Tuesday, July 12, 2005

coming as a child

Henry surprised me this afternoon and came bouncing into the yard with pure joy on his face, his mom behind him with baby Jude in her arms in the sling. I was potting flowers and pulling off the dead heads of the geraniums, the glory of the flamingo pink blooms in recession for a week or so.

It was hot, 90-something, and I suggested that we put water in his wading pool. Mollie took Jude into the sanctuary of the air conditioned living room while I handed the hose to Henry and carefully positioned my chair so my toes could dangle in the water. He began to giggle and said, “Grandmama, your toes are pink,” my lovely Denise-pedicure now as faded as my flowers are, altogether wilting in the heat of a July afternoon.

Henry discovered the discarded white plastic containers from my plantings and took them into the pool, laughing as the water spilled from the holes in their bottoms. I took command of the garden hose, foolishly thinking that I could escape the idea of an impending water skirmish, a thought I could read in Henry’s eyes.

So we battled, Henry’s bucket brigade an even match for me with the hose artillery. We howled as he planned one surprise attack after another, me pretending each time that I was outraged as I sprayed him with the icy cold water from Canton Lake, water I imagine we are not supposed to be using with such frivolity in this drought. For a moment he forgot that I was the enemy and said “I love you, grandmama.”

Henry found one of the plastic tigers from his zoo animal collection in the yard and placed it at the top of the water slide. I kept shooting the water so fast that the tiger would literally fly down the slide, each time Henry squealing with the sort of delight only a 3 year old can squeal. We laughed and splashed until the pool was completely full and I turned the water off. Then we rested, Henry pretending to dive for the tiger who kept slipping to the bottom of the plastic lagoon while I wondered about this business of being three.

My earliest memories of life are from the time I was three. I can remember as if it were yesterday riding my tricycle around the bricked terrace on the side of my parent’s home. I remember my dad working in his garage, late into the night, building beautifully crafted cabinets, the smell of wood overcoming me as I drifted off to sleep in the make-shift cot he fashioned for me from an old cardboard box. He would carry me in to bed and I can remember waking in that pleasant sleep-fog, knowing how much he loved me that he let me stay with him when other little ones my age were in their own beds.

Like Henry, I was blessed with having two parents who loved me. I, too, had a grandma who played with me, who was available, who treasured me. Sometimes life was hard and difficult to understand but in the big picture of my being, I knew I was valued and loved.

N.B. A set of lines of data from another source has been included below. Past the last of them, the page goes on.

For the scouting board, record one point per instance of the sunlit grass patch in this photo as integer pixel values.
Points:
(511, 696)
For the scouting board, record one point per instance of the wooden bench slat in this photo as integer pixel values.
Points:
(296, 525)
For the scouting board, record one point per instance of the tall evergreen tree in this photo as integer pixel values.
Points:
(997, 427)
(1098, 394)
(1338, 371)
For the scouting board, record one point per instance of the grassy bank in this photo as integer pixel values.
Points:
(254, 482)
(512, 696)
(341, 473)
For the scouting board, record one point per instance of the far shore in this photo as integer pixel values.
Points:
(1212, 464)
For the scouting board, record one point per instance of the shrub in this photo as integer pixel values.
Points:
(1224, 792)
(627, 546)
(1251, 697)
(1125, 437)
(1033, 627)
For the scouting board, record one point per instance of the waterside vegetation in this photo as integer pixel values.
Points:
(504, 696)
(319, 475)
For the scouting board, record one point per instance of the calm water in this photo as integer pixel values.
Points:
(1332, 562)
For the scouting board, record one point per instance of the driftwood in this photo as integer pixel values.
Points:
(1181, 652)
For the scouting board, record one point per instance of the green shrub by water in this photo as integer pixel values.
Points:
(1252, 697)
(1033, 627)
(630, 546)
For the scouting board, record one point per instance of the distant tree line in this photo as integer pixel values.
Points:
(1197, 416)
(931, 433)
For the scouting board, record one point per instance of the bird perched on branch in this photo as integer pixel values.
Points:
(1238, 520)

Every once in a while, it hits me that I am now a grown-up. Should that really be the case, since I am on the other side of the half-century mark, the L’Oreal bottle one of my nearest and dearest friends? Should I ever feel small and insignificant and in need of the reassurance that comes with immaturity?

I felt small tonight as I read e-mail from the homeschool group in my town. I have a friend I have known for many years. She is an old-timer homeschooler, too, and her husband is dying of cancer. The recent update says that he has less than a couple weeks to live. I had that familiar wave hit me again, that I am now the grown-up, being forced to deal with those things that I cannot understand. I could not sleep tonight, praying for Joy and her girls still at home. I prayed for the boys, all with their own families, some living far away. As you read here, please pray for this dear family as well.

I learned a long time ago not to ask “why?” It is a question that cannot be answered this side of heaven. But I do know that God’s plans for us are never for evil but are for our good. I read this passage today by puritan pastor William Bridge:

“Sometimes God permits this cloud to arise upon the peace and comforts of His people, that He may train them up unto more perfection. Comfort is the children’s milk. You may observe, therefore, that the weaker Christian has sometimes more lively, sensible comforts than the stronger Christian has. Why? Because this inward joy and peace and comfort is that milk and sweet honey, whereby they are drawn off from the pleasures and sweetness of the world; and as these comforts do wean us from the world’s comforts, so we have need to be weaned again from these weaners. This God does sometimes by the restraining of them, and so we grow up unto more perfection.” from A Lifitng Up for the Downcast ~ Banner of Truth.